For now, it's one Florida state court judge's ruling. Nothing more. Nothing less.
Just because Florida 11th Circuit Court Judge David Miller ruled Tuesday that former Duke University basketball star Zion Williamson must answer interrogatories and requests for admissions about money and gifts he may have received to play for the Blue Devils — a clear violation of NCAA rules — doesn't mean he'll ever actually do so.
This is Duke, after all, a university with as much power and clout as any in the country, not to mention a top-10 law school, according to its median LSAT scores. If Williamson doesn't already, he'll now clearly have some of the brightest legal minds in the country on his side to overturn the circuit court decision.
Beyond that, you can almost bet Blue Devils coach Mike Krzyzewski's top-ranked annual salary of $9 million that even if that appeal fails, those same high-priced attorneys will find some legal loophole to allow the NCAA to jump through in order to spare the Dookies probation, much as North Carolina's legal eagles did in the Tar Heels' academic fraud case.
And when you seriously consider why Judge Miller was faced with this, you wonder if there should even be a case, regardless of what Williamson and his relations may have received from Nike, Adidas and others.
Because this really isn't about NCAA rules as much as Williamson's decision after last year's NBA draft to dump Gina Ford and her Prime Sports Marketing group as his agents in favor of the far more prestigious and established Creative Artists Agency (CAA).
Thanks to Ford not being a licensed agent in North Carolina, where Williamson lived, CAA's folks decided that the Ford contract was null and void.
Not willing to quietly slither away, Ford and Prime Sports Marketing then sued Williamson for $100 million for breach of contract. Their unique argument as to why not being licensed shouldn't matter comes from the fact that if Williamson earlier received illegal gifts that would have made him ineligible by NCAA standards, the licensing laws put in place to protect student-athletes from unscrupulous agents would no longer apply.
Or as Doug Eaton, an attorney representing Ford, explained to Judge Miller: "The purpose of this statute is to protect student-athletes — actual student-athletes, eligible student-athletes — from predatory behavior of agents. It's not designed to protect people that are already accepting improper benefits. If you're accepting improper benefits, you are not an eligible student-athlete, and the NCAA can rule retroactively that you are ineligible. It has happened numerous times before."
The whole thing should make any decent soul head for a long, hot shower as soon as possible to wash away as much of the dirt and sleaze and hypocrisy of big-time college athletics as is possible.
Yet given the shaky nature of Prime Sports Marketing and its reasoning for the suit against Williamson, a successful appeal is not only possible, but probably all but certain. And perhaps it should be, given that Ford was not licensed in North Carolina, and probably shouldn't be licensed anywhere if her reaction to being dumped by Williamson because of questionable credentials is to out him for NCAA violations.

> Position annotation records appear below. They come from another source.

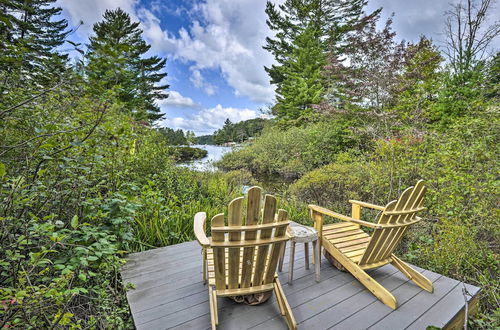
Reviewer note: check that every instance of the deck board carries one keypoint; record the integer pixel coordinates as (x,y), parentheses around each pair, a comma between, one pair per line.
(169,294)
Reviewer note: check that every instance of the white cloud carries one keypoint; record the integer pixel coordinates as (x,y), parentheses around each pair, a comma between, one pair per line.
(199,82)
(207,121)
(225,35)
(230,39)
(175,99)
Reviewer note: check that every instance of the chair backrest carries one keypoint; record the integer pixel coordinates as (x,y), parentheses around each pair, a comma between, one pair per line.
(246,249)
(395,219)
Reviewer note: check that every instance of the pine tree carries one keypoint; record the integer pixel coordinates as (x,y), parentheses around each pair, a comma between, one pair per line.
(302,85)
(326,23)
(116,60)
(29,36)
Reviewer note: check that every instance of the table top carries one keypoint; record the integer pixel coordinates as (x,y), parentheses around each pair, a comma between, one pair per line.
(301,233)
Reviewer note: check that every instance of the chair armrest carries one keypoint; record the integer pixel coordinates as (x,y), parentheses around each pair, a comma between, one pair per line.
(199,229)
(339,216)
(367,205)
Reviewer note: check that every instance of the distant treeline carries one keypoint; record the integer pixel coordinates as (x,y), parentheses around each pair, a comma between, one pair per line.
(239,132)
(177,137)
(230,132)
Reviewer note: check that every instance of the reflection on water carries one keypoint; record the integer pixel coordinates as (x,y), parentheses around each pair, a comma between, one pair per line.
(215,153)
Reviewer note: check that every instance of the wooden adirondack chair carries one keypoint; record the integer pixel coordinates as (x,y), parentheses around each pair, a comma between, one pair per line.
(241,256)
(356,251)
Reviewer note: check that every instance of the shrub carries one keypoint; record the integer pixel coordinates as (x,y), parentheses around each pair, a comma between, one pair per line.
(460,234)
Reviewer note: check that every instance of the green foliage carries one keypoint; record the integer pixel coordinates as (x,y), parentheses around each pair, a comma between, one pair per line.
(30,32)
(418,84)
(304,33)
(460,166)
(295,151)
(115,59)
(302,83)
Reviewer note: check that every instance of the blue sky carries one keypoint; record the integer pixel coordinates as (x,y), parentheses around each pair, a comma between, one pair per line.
(215,60)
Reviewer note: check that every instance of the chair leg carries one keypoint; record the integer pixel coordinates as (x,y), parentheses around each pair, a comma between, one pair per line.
(282,256)
(287,310)
(316,259)
(290,263)
(378,290)
(306,251)
(412,274)
(204,252)
(212,299)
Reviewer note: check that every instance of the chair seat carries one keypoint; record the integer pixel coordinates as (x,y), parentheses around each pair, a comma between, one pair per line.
(348,238)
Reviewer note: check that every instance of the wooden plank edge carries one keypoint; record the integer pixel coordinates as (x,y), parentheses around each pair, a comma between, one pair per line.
(457,322)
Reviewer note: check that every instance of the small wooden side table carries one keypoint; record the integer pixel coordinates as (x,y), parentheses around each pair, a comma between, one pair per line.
(301,234)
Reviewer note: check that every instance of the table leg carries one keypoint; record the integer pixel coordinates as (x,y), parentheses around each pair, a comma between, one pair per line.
(306,248)
(290,263)
(317,253)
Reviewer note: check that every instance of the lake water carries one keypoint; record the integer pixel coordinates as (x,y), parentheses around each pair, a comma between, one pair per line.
(215,153)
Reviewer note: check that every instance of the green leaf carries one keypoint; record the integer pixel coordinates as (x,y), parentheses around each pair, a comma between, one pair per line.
(74,222)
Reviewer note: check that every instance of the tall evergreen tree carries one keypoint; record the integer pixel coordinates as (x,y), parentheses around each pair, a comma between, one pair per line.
(29,36)
(303,83)
(116,60)
(306,29)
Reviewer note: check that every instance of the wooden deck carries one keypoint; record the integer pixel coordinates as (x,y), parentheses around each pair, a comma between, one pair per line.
(169,293)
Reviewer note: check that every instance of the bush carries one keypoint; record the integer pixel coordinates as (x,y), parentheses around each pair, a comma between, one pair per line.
(460,234)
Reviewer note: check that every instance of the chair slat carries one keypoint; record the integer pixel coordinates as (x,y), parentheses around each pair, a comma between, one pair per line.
(275,249)
(267,217)
(234,219)
(219,253)
(253,211)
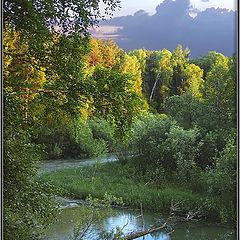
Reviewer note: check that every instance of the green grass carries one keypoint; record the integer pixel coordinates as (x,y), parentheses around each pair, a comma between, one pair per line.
(120,181)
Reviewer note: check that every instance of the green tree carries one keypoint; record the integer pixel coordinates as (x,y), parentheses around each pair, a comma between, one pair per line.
(219,91)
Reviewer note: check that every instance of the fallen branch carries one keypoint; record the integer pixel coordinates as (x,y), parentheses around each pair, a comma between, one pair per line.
(154,229)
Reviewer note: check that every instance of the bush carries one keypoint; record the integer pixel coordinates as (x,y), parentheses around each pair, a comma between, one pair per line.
(221,182)
(165,147)
(83,140)
(28,204)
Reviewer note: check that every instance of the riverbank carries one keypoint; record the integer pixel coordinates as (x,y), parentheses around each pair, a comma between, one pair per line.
(122,182)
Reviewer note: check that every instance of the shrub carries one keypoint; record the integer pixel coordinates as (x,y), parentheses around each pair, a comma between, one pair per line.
(28,204)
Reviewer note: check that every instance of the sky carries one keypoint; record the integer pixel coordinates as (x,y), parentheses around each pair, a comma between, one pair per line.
(129,7)
(201,25)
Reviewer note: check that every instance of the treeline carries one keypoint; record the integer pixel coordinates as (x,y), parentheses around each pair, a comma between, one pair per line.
(77,96)
(99,86)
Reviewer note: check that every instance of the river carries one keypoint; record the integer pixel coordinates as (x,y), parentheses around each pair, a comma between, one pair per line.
(63,229)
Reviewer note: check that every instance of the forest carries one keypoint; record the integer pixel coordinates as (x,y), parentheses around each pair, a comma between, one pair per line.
(170,119)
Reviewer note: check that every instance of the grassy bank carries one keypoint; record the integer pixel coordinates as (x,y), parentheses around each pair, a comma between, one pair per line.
(121,181)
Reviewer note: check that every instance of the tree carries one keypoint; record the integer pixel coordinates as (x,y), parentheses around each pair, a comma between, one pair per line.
(114,97)
(44,42)
(219,91)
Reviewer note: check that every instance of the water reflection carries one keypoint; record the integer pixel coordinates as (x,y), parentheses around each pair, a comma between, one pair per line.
(64,228)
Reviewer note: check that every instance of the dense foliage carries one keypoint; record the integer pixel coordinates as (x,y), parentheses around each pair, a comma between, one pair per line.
(69,95)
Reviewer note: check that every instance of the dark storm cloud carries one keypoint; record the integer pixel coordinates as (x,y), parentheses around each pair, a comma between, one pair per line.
(212,29)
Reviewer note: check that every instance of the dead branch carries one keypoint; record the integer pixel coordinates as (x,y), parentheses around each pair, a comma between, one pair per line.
(190,216)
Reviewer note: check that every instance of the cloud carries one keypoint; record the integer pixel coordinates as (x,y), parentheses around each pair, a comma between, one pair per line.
(212,29)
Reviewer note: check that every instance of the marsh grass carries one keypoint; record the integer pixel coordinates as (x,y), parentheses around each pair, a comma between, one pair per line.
(121,181)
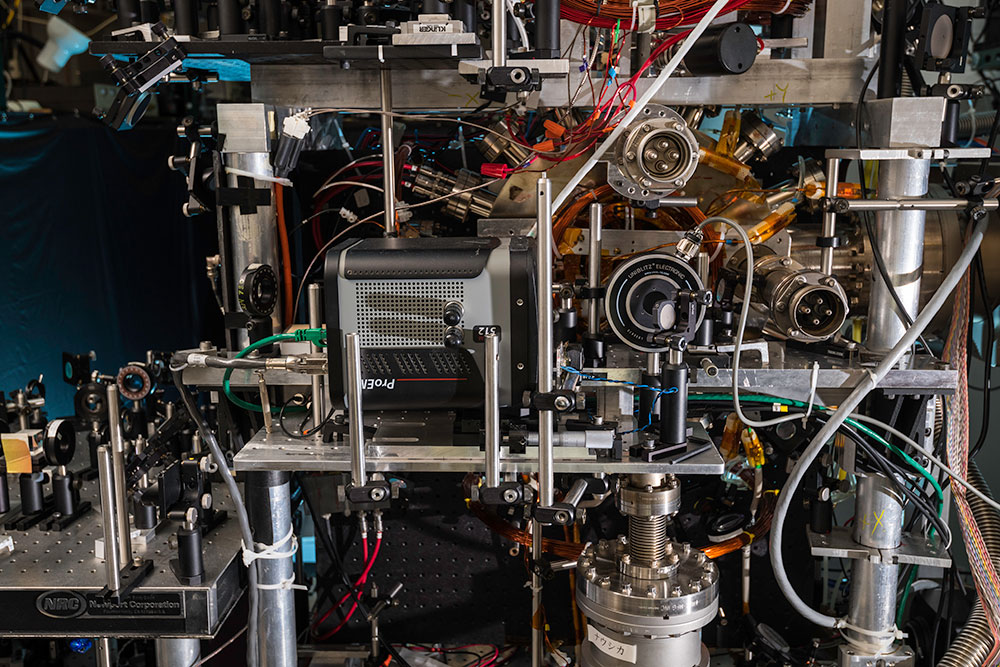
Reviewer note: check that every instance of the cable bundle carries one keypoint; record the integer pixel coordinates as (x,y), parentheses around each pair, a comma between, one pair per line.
(984,574)
(671,14)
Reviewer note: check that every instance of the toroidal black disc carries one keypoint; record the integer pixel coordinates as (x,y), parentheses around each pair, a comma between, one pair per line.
(634,290)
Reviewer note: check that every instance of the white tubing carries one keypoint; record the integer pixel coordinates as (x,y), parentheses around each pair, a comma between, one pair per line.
(942,294)
(639,104)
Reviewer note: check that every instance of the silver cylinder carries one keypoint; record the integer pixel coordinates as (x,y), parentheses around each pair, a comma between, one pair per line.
(830,215)
(253,236)
(276,618)
(388,152)
(878,513)
(112,553)
(492,417)
(124,541)
(872,605)
(594,269)
(315,297)
(901,242)
(177,652)
(355,413)
(105,657)
(499,33)
(545,352)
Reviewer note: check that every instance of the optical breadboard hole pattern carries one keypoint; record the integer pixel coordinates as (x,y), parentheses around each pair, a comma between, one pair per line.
(460,583)
(404,313)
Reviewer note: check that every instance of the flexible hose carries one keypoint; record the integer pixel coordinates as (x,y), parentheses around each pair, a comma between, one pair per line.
(975,641)
(843,412)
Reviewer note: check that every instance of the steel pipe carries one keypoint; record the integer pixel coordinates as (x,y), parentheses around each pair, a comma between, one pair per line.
(388,154)
(355,413)
(594,269)
(112,554)
(492,409)
(499,33)
(900,237)
(118,476)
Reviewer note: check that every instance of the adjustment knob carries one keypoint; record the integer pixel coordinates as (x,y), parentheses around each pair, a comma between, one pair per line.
(454,337)
(453,313)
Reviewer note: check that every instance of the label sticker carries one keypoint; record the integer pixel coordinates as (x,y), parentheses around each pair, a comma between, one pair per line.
(612,647)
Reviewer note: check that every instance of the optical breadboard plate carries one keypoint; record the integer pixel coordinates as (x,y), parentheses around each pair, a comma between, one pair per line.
(50,584)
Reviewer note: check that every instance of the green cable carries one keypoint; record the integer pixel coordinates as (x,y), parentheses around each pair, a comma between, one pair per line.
(762,398)
(317,336)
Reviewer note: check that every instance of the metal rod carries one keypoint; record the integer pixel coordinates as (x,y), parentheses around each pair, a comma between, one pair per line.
(594,269)
(355,413)
(118,477)
(830,215)
(575,493)
(499,34)
(388,154)
(545,417)
(492,410)
(104,653)
(913,204)
(112,554)
(315,299)
(545,352)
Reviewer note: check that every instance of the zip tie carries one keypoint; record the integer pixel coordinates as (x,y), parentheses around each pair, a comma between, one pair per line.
(270,551)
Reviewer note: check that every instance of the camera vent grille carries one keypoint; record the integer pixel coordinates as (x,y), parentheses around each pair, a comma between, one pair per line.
(404,313)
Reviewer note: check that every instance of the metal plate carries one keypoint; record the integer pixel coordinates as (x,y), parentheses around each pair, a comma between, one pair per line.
(914,549)
(419,443)
(63,562)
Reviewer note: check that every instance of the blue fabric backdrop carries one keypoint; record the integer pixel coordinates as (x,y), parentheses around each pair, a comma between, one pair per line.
(94,251)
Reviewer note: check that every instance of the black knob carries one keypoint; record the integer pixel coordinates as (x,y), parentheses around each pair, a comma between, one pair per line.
(453,313)
(454,337)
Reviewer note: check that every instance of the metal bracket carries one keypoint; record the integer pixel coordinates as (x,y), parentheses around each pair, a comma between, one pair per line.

Talk about no honor among thieves.
But what if the appeal shockingly fails? What if Williamson is forced to not only answer questions about impermissible benefits he may have received before or during his time at Duke, but also admits to the charges Ford alleges?
Could Duke and Coach K find themselves staring at a well-deserved NCAA probation if the accusations prove true? And what about the previous years when similar stories surfaced about the Blue Devils' recruiting practices, especially when Marvin Bagley III reportedly chose the Dookies at least partly because Nike was reportedly paying his dad a six-figure salary to coach a select team the shoe giant sponsored?
Would those recruiting wins be investigated as well?
Merely consider that Arizona and LSU — two schools that appeared to most brazenly break NCAA rules in the recent far-reaching FBI investigation and are supposed to finally receive a notice of allegations any day now — are both having banner recruiting years.
At the Power Five level, crime continues to pay in a big way.
Back in May, when Williamson's legal team filed motions to prevent him from answering Ford's questions about impermissible benefits, it labeled such questions as "invasive" and "irrelevant."
Invasive they may be. But irrelevant? Perhaps so in these legal proceedings.
But among those schools that must recruit against the Blue Devils, Williamson's answers — should he be forced to truthfully respond — are as relevant as it gets to somewhat leveling a playing court that has been perceived for far too long to tilt unfairly toward the sport's elite.